The report calls on the Security Council to take additional steps following its adoption of Resolution 2254, and stresses the importance of referring the Syrian case to the International Criminal Court, adding that all those who are responsible should be held accountable including the Russian regime whose involvement in war crimes has been repeatedly proven. The report also requests that all relevant United Nations agencies make greater efforts to provide food, medical and humanitarian assistance in areas where fighting has ceased, and in internally displaced persons camps, and to follow up with those States that have pledged voluntary contributions.

The report calls for the implementation of the ‘Responsibility to Protect’ after all political channels have proved fruitless through all agreements, the Cessation of Hostilities statements, and Astana agreements that followed, stressing the need to resort to Chapter VII, and implement the norm of the ‘Responsibility to Protect’, which was established by the United Nations General Assembly.

The report calls on the Independent International Commission of Inquiry (COI) and the International, Impartial, and Independent Mechanism (IIIM) to launch investigations into the cases included in this report and previous reports, and confirms the SNHR’s willingness to cooperate and provide further evidence and data.

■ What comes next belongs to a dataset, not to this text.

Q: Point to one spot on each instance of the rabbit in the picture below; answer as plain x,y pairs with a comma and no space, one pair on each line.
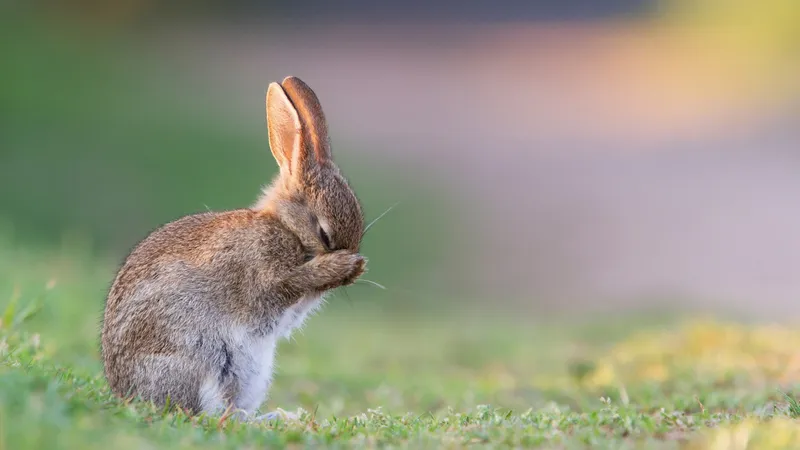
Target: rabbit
194,314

The report also calls on the United Nations Special Envoy to Syria to condemn the perpetrators of crimes and massacres and those who were primarily responsible for dooming the de-escalation agreements to failure, to re-sequence the peace process so that it can resume its natural course despite Russia’s attempts to divert and distort it, empowering the Constitutional Committee prior to the establishment of a transitional governing body.

The report emphasizes that the Russian regime must launch investigations into the incidents included in this report, make the findings of these investigations public for the Syrian people, and hold the people involved accountable, as well as demanding that the Russian regime, as a guarantor party in Astana talks, should stop thwarting de-escalation agreements.

The report also stresses that the Syrian regime must stop the indiscriminate shelling and targeting residential areas, hospitals, schools and markets, as well as ending the acts of torture that have caused the deaths of thousands of Syrian citizens in detention centers, and complying with UN Security Council resolutions and customary humanitarian law.

The report stresses that the states supporting the SDF should apply pressure on these forces in order to compel them to cease all of their violations in all the areas and towns under their control, adding that all forms of support, military and all others, should be ceased unless the SDF stops all its violations of international human rights law and international humanitarian law.

The report calls on the Armed Opposition factions to ensure the protection of civilians in all areas under their control, and urges them to investigate incidents that have resulted in civilian casualties, as well as calling on them to take care to distinguish between civilians and military targets and to cease any indiscriminate attacks.

Lastly, the report stresses the need for humanitarian organizations to develop urgent operational plans to secure decent shelter for internally displaced persons.